Henceforth, combining synapse proteomics with dSTORM imaging in fixed (and live) cells is amenable to develop benchmarked discovery pipelines encompassing i) protein localization at specialized subcellular sites, ii) quantitation of protein content in physiological and disease settings, iii) resolving protein localization at pre‐ and postsynaptic sites (including dynamic single‐molecule tracking of protein turnover and compartmentalization), iv) localization of synapse contingents with specific features in the brain, v) causally integrating specific proteins in synaptic neurotransmission within diverse neuronal networks, and vi) interrogating transient interactomes at high precision, resolution, and throughput. Notably, dSTORM is a valid method not only as a secondary verification tool (that is, quality control) but also as the choice of method to define subcellular protein organization when functional segregation exists at subcellular domains at the nanometer scale. In neurons, this is best illustrated by the immediacy of synaptic, perisynaptic, and nonsynaptic membrane partitions that host vastly different protein machineries, for example, vesicle fusion, Ca2+ regulation, and receptor‐mediated signal transduction.
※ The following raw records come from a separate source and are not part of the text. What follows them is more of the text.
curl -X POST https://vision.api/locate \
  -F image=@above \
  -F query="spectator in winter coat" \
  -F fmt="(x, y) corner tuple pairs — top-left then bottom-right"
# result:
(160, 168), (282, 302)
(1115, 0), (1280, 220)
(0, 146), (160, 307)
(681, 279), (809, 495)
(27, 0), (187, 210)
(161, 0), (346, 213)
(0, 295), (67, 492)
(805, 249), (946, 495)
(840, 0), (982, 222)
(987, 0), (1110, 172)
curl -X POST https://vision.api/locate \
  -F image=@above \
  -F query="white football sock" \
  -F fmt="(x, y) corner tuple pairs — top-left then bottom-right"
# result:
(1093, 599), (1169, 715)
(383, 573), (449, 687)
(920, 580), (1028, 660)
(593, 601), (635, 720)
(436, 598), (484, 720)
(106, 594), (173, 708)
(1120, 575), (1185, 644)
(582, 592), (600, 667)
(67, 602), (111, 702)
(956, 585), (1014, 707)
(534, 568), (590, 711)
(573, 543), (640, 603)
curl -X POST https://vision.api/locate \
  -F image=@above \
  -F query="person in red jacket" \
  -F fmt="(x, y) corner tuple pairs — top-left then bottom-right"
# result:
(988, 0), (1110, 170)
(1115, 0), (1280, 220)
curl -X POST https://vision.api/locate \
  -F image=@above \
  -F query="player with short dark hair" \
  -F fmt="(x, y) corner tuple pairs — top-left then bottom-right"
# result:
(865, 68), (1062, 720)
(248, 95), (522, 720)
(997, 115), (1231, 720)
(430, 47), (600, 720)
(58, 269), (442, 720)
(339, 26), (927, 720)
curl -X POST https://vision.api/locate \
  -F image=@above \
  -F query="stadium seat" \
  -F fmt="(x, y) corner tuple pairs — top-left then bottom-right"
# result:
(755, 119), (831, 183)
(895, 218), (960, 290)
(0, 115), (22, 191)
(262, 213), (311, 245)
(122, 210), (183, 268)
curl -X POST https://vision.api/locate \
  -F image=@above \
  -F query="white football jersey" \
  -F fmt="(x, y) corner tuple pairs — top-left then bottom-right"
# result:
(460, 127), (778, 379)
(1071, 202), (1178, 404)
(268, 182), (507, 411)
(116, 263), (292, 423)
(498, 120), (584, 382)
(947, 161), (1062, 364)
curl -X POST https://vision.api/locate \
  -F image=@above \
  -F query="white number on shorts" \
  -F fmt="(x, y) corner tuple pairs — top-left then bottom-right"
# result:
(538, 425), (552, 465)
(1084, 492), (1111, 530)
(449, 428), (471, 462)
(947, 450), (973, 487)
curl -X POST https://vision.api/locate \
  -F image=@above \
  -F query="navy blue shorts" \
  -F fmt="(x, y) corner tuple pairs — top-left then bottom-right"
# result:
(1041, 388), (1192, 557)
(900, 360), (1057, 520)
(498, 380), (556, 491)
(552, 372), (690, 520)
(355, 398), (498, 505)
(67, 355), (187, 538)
With the present rate of technical developments, mass‐spectrometry‐assisted proteomics can identify >8000 synaptic proteins (including >2000 intra‐ or transmembrane species) in synaptosomal fractions. Ensuing knowledge on protein localization, spurred by the recent completion of the Human Protein Atlas, heralds a new era for “neuroproteomics.” Since the Human Protein Atlas alone has produced antibodies for >20 000 human proteins and already generated refined maps for subcellular and pathological protein localization,32, 33 the next challenge will be to device versatile technical platforms to precisely and simultaneously localize these proteins and generate their overlays on structural landmarks at nanoscale precision in tissues26 and cultures cells.29 dSTORM, when coupled to either repeated bleaching cycles for reprobing samples or to spectrally unmixing a kaleidoscope of colors carried by hundreds of directly‐conjugated primary antibodies applied simultaneously, could fill a critical void to aid next‐generation discoveries. Notwithstanding, further development on quantification strategies in specific cell types, single cells and brain areas, and extending this method to the subcellular (or “single molecule”) localization of RNAs34 are expected to produce a census of cellular constituents at unprecedented resolution and reliability.

Conflict of Interest

The authors declare no conflict of interest.